Une nouvelle étude révèle que la consommation énergétique de l'IA est inférieure aux prévisions.

Contrairement aux idées reçues, une nouvelle étude montre que la consommation d'énergie de l'intelligence artificielle a un impact négligeable sur les émissions mondiales, avec des avantages potentiels pour l'environnement et l'économie.

De nouvelles recherches menées par l'Université de Waterloo et le Georgia Institute of Technology remettent en question les idées reçues concernant la consommation énergétique de l'intelligence artificielle (IA). L'étude, publié Une étude publiée dans la revue Environmental Research Letters révèle que la contribution de l'IA aux émissions mondiales de gaz à effet de serre est minime et pourrait potentiellement offrir des avantages en matière de durabilité environnementale et d'efficacité économique.

Les chercheurs ont combiné des données de l'économie américaine avec des statistiques d'utilisation de l'IA dans divers secteurs afin d'évaluer les conséquences environnementales si l'adoption de l'IA se poursuit au rythme actuel.

Selon l'Agence américaine d'information sur l'énergie, 83 % de l'économie américaine dépend du pétrole, du charbon et du gaz naturel, autant de facteurs importants contribuant au changement climatique.

Cependant, les auteurs de l'étude ont constaté que si la consommation d'énergie de l'IA aux États-Unis est comparable à celle d'un pays entier comme l'Islande, son impact reste quasiment imperceptible à l'échelle mondiale et nationale.

« Il est important de noter que l’augmentation de la consommation d’énergie ne sera pas uniforme.
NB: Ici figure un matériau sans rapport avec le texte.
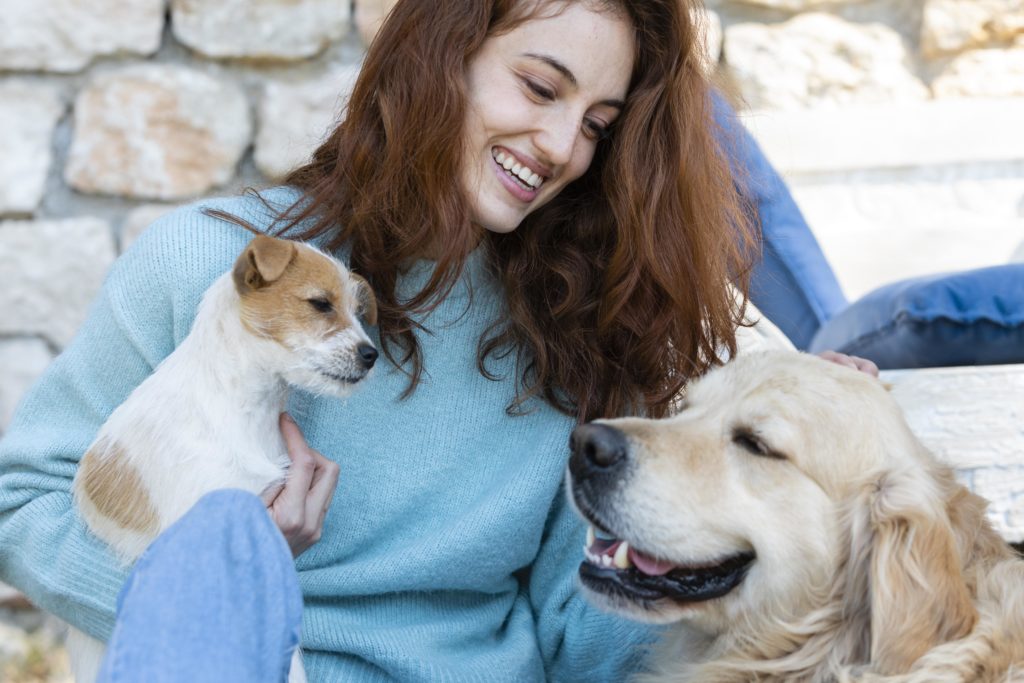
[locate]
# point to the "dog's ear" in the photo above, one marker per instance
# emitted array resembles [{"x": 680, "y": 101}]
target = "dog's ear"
[
  {"x": 368, "y": 301},
  {"x": 905, "y": 569},
  {"x": 263, "y": 261}
]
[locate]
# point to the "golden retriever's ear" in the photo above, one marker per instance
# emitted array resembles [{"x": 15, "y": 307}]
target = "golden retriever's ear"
[{"x": 904, "y": 552}]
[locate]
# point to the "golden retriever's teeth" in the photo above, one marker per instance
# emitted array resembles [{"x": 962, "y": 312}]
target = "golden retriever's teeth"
[{"x": 622, "y": 560}]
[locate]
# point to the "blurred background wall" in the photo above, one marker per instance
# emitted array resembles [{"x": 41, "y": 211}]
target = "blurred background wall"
[{"x": 898, "y": 123}]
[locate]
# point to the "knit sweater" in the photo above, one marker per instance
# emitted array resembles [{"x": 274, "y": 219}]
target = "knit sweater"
[{"x": 450, "y": 552}]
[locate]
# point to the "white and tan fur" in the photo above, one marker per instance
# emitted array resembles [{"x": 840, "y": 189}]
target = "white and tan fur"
[
  {"x": 286, "y": 315},
  {"x": 871, "y": 562}
]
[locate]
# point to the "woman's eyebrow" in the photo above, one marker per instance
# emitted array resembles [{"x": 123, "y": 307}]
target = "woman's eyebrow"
[{"x": 569, "y": 76}]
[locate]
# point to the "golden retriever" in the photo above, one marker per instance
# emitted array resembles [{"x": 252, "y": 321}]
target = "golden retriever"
[{"x": 788, "y": 526}]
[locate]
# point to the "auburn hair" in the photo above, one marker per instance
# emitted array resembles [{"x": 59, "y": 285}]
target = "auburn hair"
[{"x": 619, "y": 289}]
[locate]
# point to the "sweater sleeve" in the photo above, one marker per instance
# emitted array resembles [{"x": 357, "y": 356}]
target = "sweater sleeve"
[
  {"x": 45, "y": 550},
  {"x": 578, "y": 641}
]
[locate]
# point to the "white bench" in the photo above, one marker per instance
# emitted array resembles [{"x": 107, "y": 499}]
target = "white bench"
[{"x": 973, "y": 419}]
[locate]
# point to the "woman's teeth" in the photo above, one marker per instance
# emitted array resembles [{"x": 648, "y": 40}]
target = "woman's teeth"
[{"x": 518, "y": 171}]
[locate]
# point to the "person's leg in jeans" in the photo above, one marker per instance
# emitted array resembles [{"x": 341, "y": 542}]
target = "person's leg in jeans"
[{"x": 214, "y": 598}]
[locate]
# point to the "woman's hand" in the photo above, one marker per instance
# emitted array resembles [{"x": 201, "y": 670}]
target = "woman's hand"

Elle se fera davantage sentir dans les régions où l’électricité est produite pour alimenter les centres de données », a déclaré Juan Moreno-Cruz, professeur à la Faculté de l’environnement de Waterloo et titulaire de la Chaire de recherche du Canada sur les transitions énergétiques, dans un communiqué. « À l’échelle locale, l’impact est considérable, car certaines régions pourraient voir leur production d’électricité et leurs émissions doubler. Toutefois, à plus grande échelle, la consommation d’énergie liée à l’IA sera imperceptible. »

Bien que l'étude ne se soit pas concentrée sur les impacts économiques locaux des lieux d'implantation des centres de données, ses conclusions présentent des perspectives optimistes.
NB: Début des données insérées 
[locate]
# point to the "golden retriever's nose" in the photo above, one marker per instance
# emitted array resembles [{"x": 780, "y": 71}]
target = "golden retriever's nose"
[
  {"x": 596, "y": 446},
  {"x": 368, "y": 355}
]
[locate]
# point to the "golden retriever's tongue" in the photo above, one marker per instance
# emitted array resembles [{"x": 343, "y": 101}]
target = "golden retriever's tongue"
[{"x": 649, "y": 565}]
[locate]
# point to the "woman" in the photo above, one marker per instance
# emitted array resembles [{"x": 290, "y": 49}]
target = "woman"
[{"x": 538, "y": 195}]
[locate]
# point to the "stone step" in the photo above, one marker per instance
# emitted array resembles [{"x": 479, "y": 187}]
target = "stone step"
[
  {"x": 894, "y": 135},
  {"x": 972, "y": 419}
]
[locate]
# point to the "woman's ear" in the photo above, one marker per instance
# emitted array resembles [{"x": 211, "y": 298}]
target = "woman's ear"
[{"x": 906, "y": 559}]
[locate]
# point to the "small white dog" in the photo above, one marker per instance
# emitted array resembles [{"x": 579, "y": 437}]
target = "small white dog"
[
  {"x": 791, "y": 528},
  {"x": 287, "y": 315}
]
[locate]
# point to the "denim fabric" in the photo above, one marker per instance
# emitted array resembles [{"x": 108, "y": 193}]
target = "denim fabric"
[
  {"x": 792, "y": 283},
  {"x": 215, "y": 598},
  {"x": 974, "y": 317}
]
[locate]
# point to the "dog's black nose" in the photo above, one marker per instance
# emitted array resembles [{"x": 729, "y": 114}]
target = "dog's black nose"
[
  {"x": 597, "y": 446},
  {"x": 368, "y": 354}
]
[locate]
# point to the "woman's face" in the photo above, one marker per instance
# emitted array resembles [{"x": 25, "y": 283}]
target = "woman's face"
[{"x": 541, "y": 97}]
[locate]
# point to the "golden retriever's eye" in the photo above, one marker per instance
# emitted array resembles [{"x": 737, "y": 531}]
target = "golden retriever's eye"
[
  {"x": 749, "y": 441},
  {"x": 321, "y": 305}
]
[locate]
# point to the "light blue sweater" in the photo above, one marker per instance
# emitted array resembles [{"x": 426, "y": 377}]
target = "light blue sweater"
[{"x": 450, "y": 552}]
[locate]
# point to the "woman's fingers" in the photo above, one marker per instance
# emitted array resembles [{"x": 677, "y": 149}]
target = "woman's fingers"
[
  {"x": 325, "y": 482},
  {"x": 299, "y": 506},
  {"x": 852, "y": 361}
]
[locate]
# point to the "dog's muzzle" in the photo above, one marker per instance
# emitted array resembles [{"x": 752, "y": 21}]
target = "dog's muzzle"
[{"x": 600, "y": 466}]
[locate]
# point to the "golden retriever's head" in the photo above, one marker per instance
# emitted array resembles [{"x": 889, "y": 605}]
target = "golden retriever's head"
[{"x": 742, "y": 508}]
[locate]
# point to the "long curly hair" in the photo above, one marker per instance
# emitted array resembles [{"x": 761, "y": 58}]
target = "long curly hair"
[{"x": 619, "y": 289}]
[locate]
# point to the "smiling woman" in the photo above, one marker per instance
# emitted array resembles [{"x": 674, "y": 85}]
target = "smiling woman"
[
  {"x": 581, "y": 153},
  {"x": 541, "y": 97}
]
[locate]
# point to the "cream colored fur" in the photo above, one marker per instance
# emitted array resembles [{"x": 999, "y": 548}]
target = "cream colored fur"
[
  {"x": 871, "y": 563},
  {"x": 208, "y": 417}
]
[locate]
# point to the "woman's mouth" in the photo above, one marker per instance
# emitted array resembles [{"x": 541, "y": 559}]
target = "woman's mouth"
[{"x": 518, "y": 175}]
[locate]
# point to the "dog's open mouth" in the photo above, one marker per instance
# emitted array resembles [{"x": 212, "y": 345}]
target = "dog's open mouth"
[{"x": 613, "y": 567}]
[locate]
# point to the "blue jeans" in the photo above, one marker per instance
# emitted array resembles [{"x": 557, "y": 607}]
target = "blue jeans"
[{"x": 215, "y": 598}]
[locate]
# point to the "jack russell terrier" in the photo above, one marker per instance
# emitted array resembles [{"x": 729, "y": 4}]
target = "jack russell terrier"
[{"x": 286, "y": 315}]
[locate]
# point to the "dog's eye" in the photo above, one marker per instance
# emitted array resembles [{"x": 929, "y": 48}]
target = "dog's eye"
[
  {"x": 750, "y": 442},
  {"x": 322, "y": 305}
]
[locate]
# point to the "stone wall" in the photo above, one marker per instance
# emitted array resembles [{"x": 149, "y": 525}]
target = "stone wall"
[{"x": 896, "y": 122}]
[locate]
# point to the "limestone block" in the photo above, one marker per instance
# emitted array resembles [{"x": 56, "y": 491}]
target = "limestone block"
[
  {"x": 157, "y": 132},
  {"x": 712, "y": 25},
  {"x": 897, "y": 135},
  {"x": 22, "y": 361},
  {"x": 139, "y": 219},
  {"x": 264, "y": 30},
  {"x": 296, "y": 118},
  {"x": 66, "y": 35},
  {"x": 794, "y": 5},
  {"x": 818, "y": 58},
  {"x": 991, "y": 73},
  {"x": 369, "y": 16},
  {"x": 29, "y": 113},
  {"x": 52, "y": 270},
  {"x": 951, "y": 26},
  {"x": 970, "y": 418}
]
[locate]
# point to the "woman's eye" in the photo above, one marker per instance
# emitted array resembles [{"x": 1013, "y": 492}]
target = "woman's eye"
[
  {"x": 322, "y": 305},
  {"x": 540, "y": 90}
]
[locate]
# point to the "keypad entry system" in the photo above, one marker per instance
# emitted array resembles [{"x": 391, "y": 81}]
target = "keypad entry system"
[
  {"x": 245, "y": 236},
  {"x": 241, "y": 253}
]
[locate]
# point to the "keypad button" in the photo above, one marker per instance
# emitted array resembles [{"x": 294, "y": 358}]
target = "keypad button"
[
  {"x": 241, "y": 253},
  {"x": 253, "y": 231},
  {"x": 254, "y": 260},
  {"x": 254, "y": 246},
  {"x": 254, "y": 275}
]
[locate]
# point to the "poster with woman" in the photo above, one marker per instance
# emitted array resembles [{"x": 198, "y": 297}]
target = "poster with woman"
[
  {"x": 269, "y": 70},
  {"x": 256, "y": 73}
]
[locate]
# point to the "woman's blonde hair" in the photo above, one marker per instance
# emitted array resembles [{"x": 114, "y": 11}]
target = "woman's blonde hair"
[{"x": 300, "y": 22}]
« Pour ceux qui pensent que l’utilisation de l’IA posera un problème majeur pour le climat et qu’il faut l’éviter, nous proposons une perspective différente », a ajouté Moreno-Cruz. « Les effets sur le climat ne sont pas si importants, et nous pouvons utiliser l’IA pour développer des technologies vertes ou améliorer celles qui existent déjà. »

Pour parvenir à ces conclusions, Moreno-Cruz et Anthony Harding, économiste de l'environnement à Georgia Tech, ont examiné différents secteurs économiques, la nature des emplois au sein de ces secteurs et la mesure dans laquelle l'IA pourrait accomplir ces tâches. Leurs travaux visent à offrir une compréhension plus nuancée de l'impact environnemental de l'IA.

Pour l'avenir, Moreno-Cruz et Harding prévoient de reproduire cette étude dans d'autres pays afin d'évaluer l'impact mondial de l'adoption de l'IA.